[
https://issues.apache.org/jira/browse/SOLR-3881?page=com.atlassian.jira.plugin.system.issuetabpanels:comment-tabpanel&focusedCommentId=14088223#comment-14088223
]
Steve Rowe commented on SOLR-3881:
----------------------------------
Vitaliy, thanks for the changes.
I see a few more issues in your latest patch:
# {{LangDetectLanguageIdentifierUpdateProcessor.detectLanguage()}} still uses
{{concatFields()}}, but it shouldn't -- that was the whole point about moving
it to {{TikaLanguageIdentifierUpdateProcessor}}; instead,
{{LangDetectLanguageIdentifierUpdateProcessor.detectLanguage()}} should loop
over {{inputFields}} and call {{detector.append()}} (similarly to what
{{concatFields()}} does).
# {{concatFields()}} and {{getExpectedSize()}} should move to
{{TikaLanguageIdentifierUpdateProcessor}}.
# {{LanguageIdentifierUpdateProcessor.getExpectedSize()}} still takes a
{{maxAppendSize}}, which didn't get renamed, but that param could be removed
entirely, since {{maxFieldValueChars}} is available as a data member.
# There are a bunch of whitespace changes in
{{LanguageIdentifierUpdateProcessorFactoryTestCase.java}} - it makes reviewing
patches significantly harder when they include changes like this.

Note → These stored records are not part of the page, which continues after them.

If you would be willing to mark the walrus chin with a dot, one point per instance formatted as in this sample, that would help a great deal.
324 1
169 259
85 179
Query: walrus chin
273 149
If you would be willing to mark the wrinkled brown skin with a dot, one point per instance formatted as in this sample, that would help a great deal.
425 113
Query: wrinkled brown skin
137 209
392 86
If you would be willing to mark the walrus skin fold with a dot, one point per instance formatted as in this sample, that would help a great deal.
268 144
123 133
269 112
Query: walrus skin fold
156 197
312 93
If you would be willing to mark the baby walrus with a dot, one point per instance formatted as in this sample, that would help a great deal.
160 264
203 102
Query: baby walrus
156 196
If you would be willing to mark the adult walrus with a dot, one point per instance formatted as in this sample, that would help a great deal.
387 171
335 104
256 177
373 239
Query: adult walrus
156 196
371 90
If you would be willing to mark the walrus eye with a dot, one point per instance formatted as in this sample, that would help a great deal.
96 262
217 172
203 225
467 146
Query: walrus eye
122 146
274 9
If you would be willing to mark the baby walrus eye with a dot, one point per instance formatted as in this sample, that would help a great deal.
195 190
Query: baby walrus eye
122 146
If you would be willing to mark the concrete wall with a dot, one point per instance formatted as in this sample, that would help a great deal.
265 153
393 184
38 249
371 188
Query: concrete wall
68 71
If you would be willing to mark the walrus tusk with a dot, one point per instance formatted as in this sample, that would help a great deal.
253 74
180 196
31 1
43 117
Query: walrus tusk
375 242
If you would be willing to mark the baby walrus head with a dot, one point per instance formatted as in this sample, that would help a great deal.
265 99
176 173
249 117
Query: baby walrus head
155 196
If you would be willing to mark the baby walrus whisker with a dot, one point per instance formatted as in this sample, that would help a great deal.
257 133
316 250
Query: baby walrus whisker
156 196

Your IDE
should have settings that make it stop doing this.
# There is still some import reordering in
{{TikaLanguageIdentifierUpdateProcessor.java}}.
One last thing:
{quote}
bq. The total chars default should be its own setting; I was thinking we could
make it double the per-value default?
\[VZ] added default value to maxTotalChars and changed both to 10K like in
com.cybozu.labs.langdetect.Detector.maxLength
{quote}
Thanks for adding the total chars default, but you didn't make it double the
field value chars default, as I suggested. Not sure if that's better - if the
user specifies multiple fields and the first one is the only one that's used to
determine the language because it's larger than the total char default, is that
an issue? I was thinking that it would be better to visit at least one other
field (hence the idea of total = 2 * per-field), but that wouldn't fully
address the issue. What do you think?
> frequent OOM in LanguageIdentifierUpdateProcessor
> -------------------------------------------------
>
> Key: SOLR-3881
> URL: https://issues.apache.org/jira/browse/SOLR-3881
> Project: Solr
> Issue Type: Bug
> Components: update
> Affects Versions: 4.0
> Environment: CentOS 6.x, JDK 1.6, (java -server -Xms2G -Xmx2G
> -XX:+HeapDumpOnOutOfMemoryError -XX:HeapDumpPath=....)
> Reporter: Rob Tulloh
> Fix For: 4.9, 5.0
>
> Attachments: SOLR-3881.patch, SOLR-3881.patch, SOLR-3881.patch,
> SOLR-3881.patch
>
>
> We are seeing frequent failures from Solr causing it to OOM. Here is the
> stack trace we observe when this happens:
> {noformat}
> Caused by: java.lang.OutOfMemoryError: Java heap space
> at java.util.Arrays.copyOf(Arrays.java:2882)
> at
> java.lang.AbstractStringBuilder.expandCapacity(AbstractStringBuilder.java:100)
> at
> java.lang.AbstractStringBuilder.append(AbstractStringBuilder.java:390)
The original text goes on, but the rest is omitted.